If Intel is to compete with ARM on price, it's, oddly enough, going to be determined by how well their high profit products sell in the near future.
Ananke - Friday, January 4, 2013 - link
They can't compete on pricing with x86 vs ARM. I'm in the business, I know. Intel has absolutely competitive process facilities. If they were strictly making chips, nobody can beat them. If they license the design and make chips - nobody can beat them either. However, coupling the own design R&D expenses with own production, and their cost is higher. Products might be better, but cost is higher.On the marketing side, only price matters today. You may think performance is important, but in reality it defines 1% of the decision of 1% of the market....
Hence, the trend towards ARM designs. That trend was not accidental, it is structural, and I see no reason it will turn around.
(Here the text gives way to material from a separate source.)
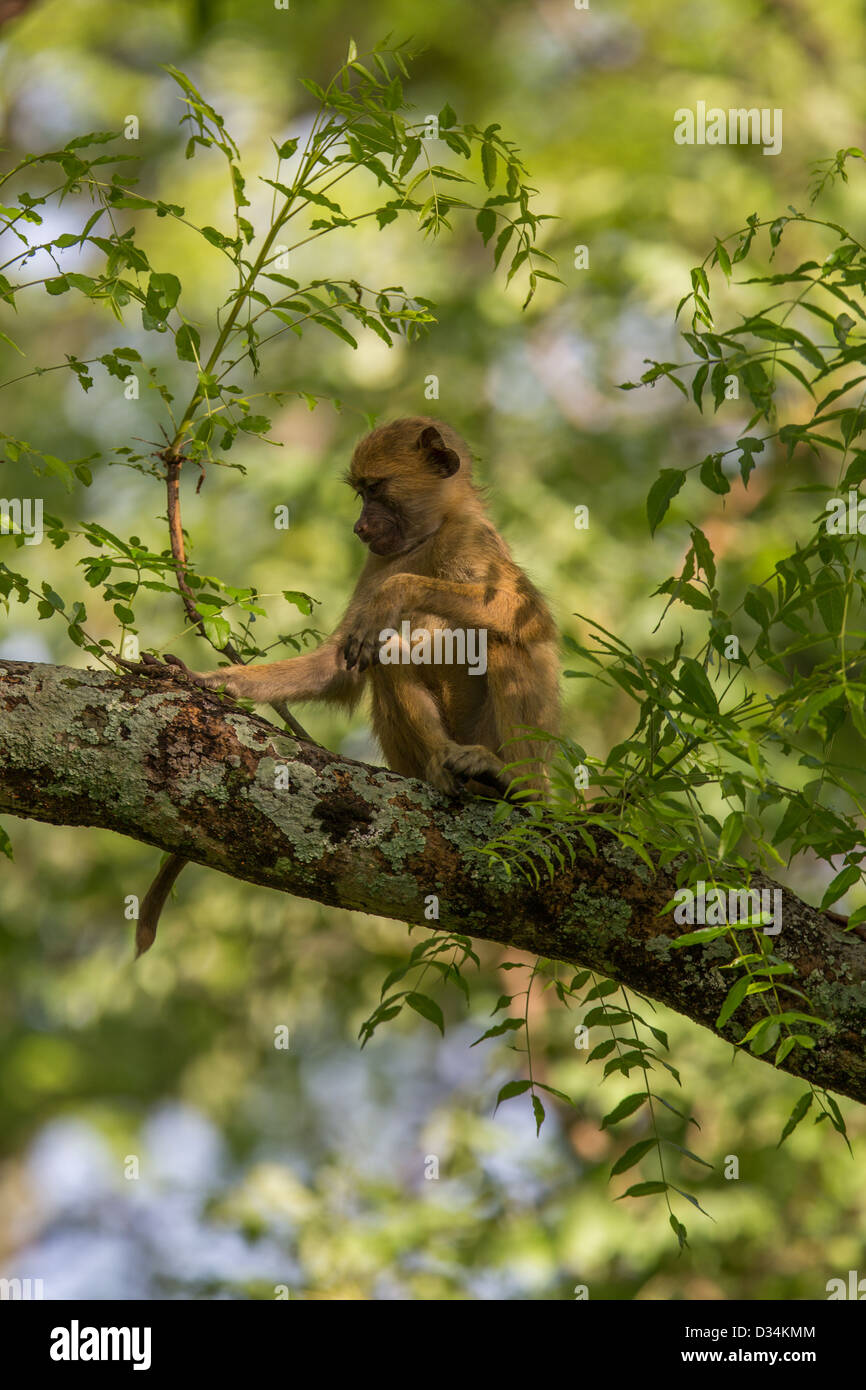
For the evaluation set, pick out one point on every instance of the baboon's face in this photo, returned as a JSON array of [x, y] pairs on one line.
[[401, 483]]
It is the reason why AMD is performing so poorly, just Intel is much larger and owns its fabs, it takes longer to become obvious they will have revenue problems.
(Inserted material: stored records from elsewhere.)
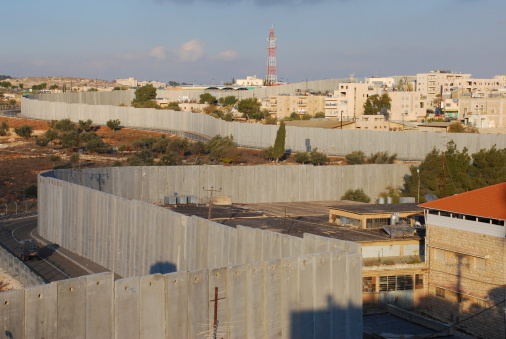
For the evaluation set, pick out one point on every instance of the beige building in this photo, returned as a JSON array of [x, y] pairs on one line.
[[347, 102], [433, 83], [283, 105], [251, 80], [466, 244], [488, 112], [130, 82]]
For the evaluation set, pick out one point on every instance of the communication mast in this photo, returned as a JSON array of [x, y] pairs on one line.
[[272, 73]]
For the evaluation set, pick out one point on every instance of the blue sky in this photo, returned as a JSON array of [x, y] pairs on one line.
[[211, 41]]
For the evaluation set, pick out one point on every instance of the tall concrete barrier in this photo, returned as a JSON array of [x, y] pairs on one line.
[[180, 272], [244, 184], [407, 145]]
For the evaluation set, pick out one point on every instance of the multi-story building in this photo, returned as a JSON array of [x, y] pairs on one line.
[[130, 82], [284, 105], [347, 102], [436, 83], [251, 80], [483, 112], [466, 256]]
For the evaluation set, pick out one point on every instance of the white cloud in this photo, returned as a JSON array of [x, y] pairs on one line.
[[159, 53], [227, 55], [192, 50]]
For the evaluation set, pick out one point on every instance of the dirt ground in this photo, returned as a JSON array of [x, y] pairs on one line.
[[8, 283], [21, 160]]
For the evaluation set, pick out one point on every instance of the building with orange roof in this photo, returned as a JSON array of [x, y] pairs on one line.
[[466, 258]]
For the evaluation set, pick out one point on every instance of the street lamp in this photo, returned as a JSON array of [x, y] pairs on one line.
[[418, 171]]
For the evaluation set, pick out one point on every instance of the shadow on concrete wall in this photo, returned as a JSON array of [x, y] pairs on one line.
[[331, 322], [162, 267], [48, 250], [469, 314]]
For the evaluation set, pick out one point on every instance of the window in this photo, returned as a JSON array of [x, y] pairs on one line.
[[480, 263], [396, 283], [439, 255], [369, 284], [418, 281]]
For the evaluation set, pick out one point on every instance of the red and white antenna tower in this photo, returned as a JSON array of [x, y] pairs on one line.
[[272, 73]]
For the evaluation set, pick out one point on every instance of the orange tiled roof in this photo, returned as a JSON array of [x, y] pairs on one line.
[[487, 202]]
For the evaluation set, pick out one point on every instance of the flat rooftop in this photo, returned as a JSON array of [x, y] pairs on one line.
[[294, 218], [379, 208]]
GillyBillyDilly - Saturday, January 5, 2013 - link
Exactly. Performance is one thing, Price another. ARM is not AMD. There is no way intel can compete with ARM price-wise. And the less competetative they are, the less they will sell and the less they sell, the less R&D and the less R&D, well, this goes on and on. I am glad I don't own any Intel shares.felixyang - Friday, January 4, 2013 - link
There is no doubt A15 is more power consuming. A A7 core can save power sometimes, but when you have a CPU intensive workload like sunspider, the A7 core's effect is limited.GillyBillyDilly - Saturday, January 5, 2013 - link
I hope you do realise that this website is a business and not a charity organisation, and no money = no business.Of course Anand is being paid for their reviews ( not only Intel related ) but as long as they don*t maipulate the data (which I don*t think they do ), their reviews are worth reading. You read it, get a general picture and make YOUR own conclusions.